Eğitim-Bir-Sen’in tüm gayreti; eğitim çalışanlarının ekonomik sıkıntılardan arındırılmasına, üyelerinin sosyal ve meslekî gelişimlerini sağlamanın yanı sıra Türkiye’nin daha demokratik, özgürlüklerin daha fazla yaşanabildiği bir ülke haline dönüştürülmesini sağlamak için de yoğun çaba sarf etmektir.
Eğitim-Bir-Sen, bugün yurt genelinde örgütlü, 450 bine dayanmış üyesine yenilerini ekleme azminde, milletimizin aydınlık geleceğini inşa etme aşkıyla dolu idealist kadrolarıyla, Türkiye’nin iftihar duyacağı bir sivil toplum kuruluşu konumundadır. Bu gurur verici eser, eğitimden başlamak üzere, aşama aşama tüm kamu hizmetlerinin ve tüm toplum hayatımızın adil, demokratik, özgürlükçü, sağlıklı ve verimli bir yapıya kavuşturulması için birer “dava adamı” şuuru içinde çalışan tüm üyelerinin ortak eseridir.

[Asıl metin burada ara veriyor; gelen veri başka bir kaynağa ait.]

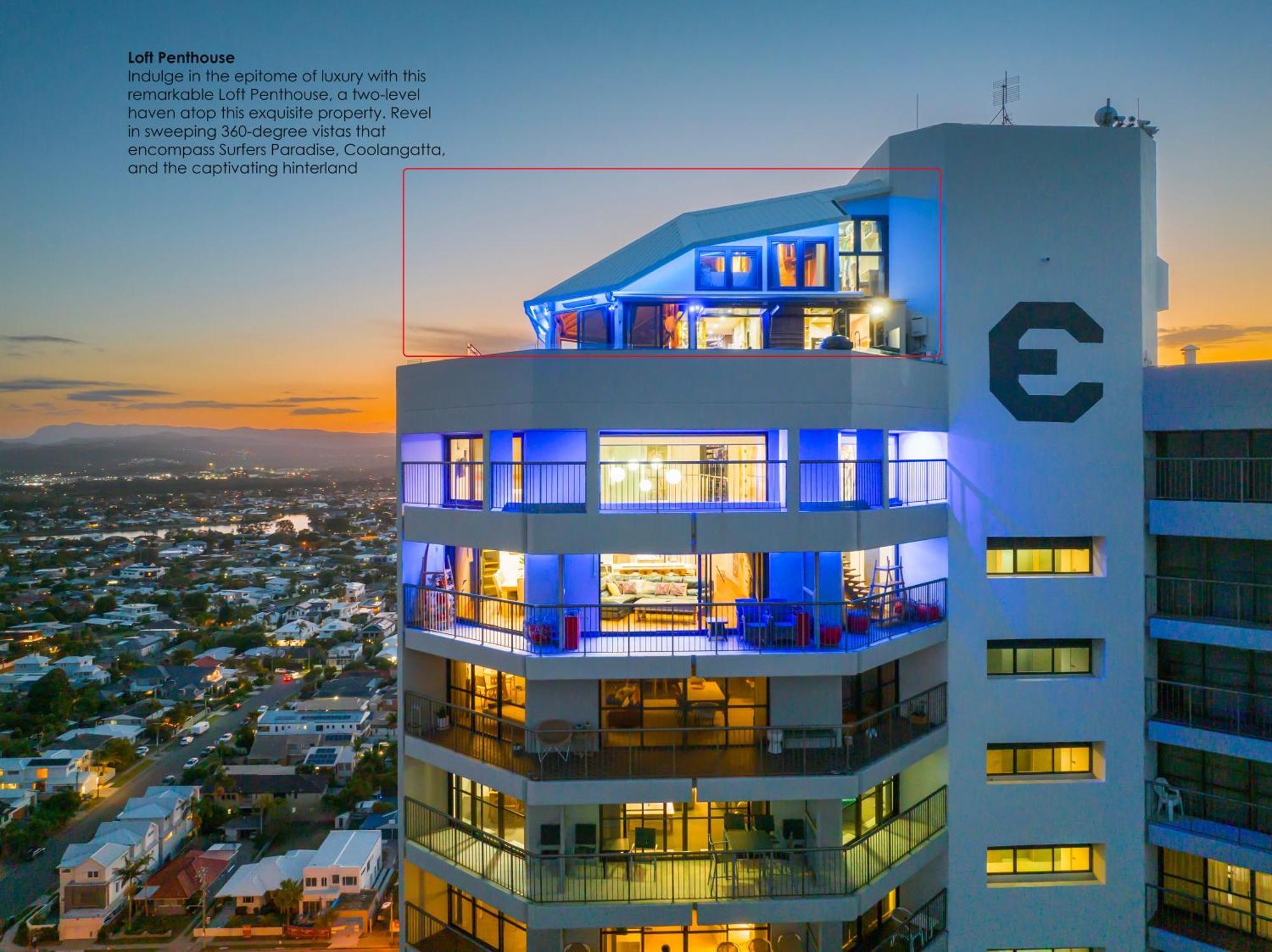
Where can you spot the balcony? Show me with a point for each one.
(1180, 921)
(1191, 715)
(911, 930)
(428, 933)
(1210, 825)
(1210, 480)
(675, 629)
(693, 486)
(1210, 498)
(918, 481)
(539, 488)
(840, 484)
(666, 752)
(707, 876)
(438, 485)
(1233, 614)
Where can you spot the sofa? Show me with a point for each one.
(647, 592)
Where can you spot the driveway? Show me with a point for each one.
(22, 883)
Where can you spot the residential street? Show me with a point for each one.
(24, 882)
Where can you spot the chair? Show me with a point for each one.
(1170, 798)
(791, 942)
(752, 621)
(550, 839)
(586, 843)
(794, 832)
(646, 848)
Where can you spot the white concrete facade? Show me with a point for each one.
(1018, 216)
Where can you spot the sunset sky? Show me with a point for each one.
(275, 302)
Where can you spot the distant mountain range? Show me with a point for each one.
(83, 447)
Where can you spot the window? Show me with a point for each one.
(1037, 860)
(583, 329)
(464, 476)
(731, 329)
(484, 923)
(1026, 658)
(498, 813)
(657, 326)
(1018, 759)
(1031, 555)
(728, 269)
(1215, 891)
(864, 256)
(801, 264)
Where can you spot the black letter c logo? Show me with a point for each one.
(1009, 362)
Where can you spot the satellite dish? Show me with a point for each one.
(1106, 116)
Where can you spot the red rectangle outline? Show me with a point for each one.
(624, 353)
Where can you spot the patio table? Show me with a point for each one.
(554, 737)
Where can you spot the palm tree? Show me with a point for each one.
(129, 873)
(288, 899)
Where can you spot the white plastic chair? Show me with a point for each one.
(1170, 798)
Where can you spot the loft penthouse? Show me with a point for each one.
(796, 621)
(857, 265)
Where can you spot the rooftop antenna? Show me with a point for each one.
(1006, 91)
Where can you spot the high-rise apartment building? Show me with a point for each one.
(792, 596)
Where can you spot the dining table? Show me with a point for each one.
(705, 691)
(750, 844)
(616, 849)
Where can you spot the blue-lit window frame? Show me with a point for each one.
(833, 264)
(751, 251)
(882, 221)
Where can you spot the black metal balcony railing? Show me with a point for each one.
(911, 930)
(1231, 924)
(539, 488)
(439, 485)
(428, 933)
(657, 876)
(693, 485)
(840, 484)
(1210, 480)
(1204, 600)
(1210, 815)
(1229, 712)
(649, 626)
(918, 481)
(685, 747)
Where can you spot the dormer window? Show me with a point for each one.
(801, 264)
(864, 256)
(728, 269)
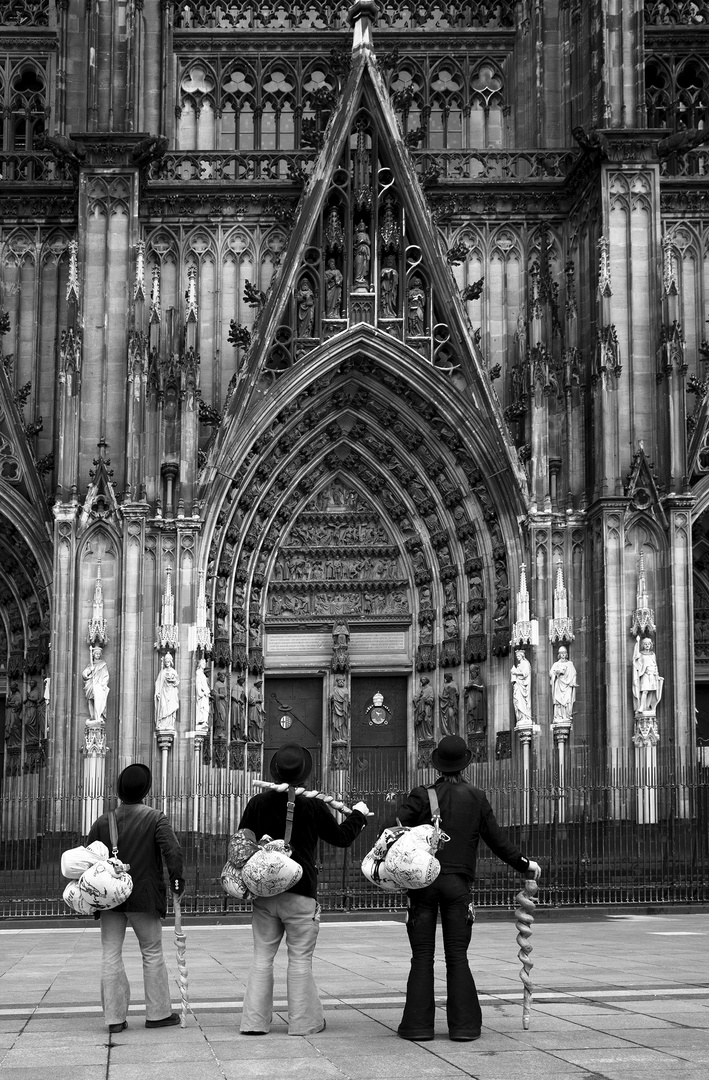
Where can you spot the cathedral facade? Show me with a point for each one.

Bugün Eğitim-Bir-Sen’in tüm yöneticileri, teslim aldıkları bu eseri çok daha ileriye taşıyabilmiş olmanın, ülkemizin yüz ağartıcı, saygın, etkin bir sivil toplum kuruluşunu el birliğiyle vücuda getirmiş olmanın onurunu yaşıyorlar.
İnanıyoruz ki bu eser, bugün olduğu gibi gelecekte de sendikal mücadelenin kapsam ve muhtevasının zenginleştirilmesi, anlamlandırılması bağlamında çok daha diri bir ruhla yaşatılacak ve korunacaktır.
Biliyoruz ki, üyelerinin ortak sorunlarına, gereksinimlerine öncelik tanımayan hiçbir örgütlenme başarılı olamaz. Sendikacılığı hak arama davası olarak gören, darbesiz bir Türkiye özlemi çeken, birlik ve beraberliğe, kardeşliğe önem veren Eğitim-Bir-Sen, siyasal seçenekleri ne olursa olsun, bütün kamu çalışanlarının çözüm bekleyen yığınla ortak sorunlarına, beklentilerine odaklanmış, çözümü için üstün gayret göstermektedir, göstermeye devam edecektir.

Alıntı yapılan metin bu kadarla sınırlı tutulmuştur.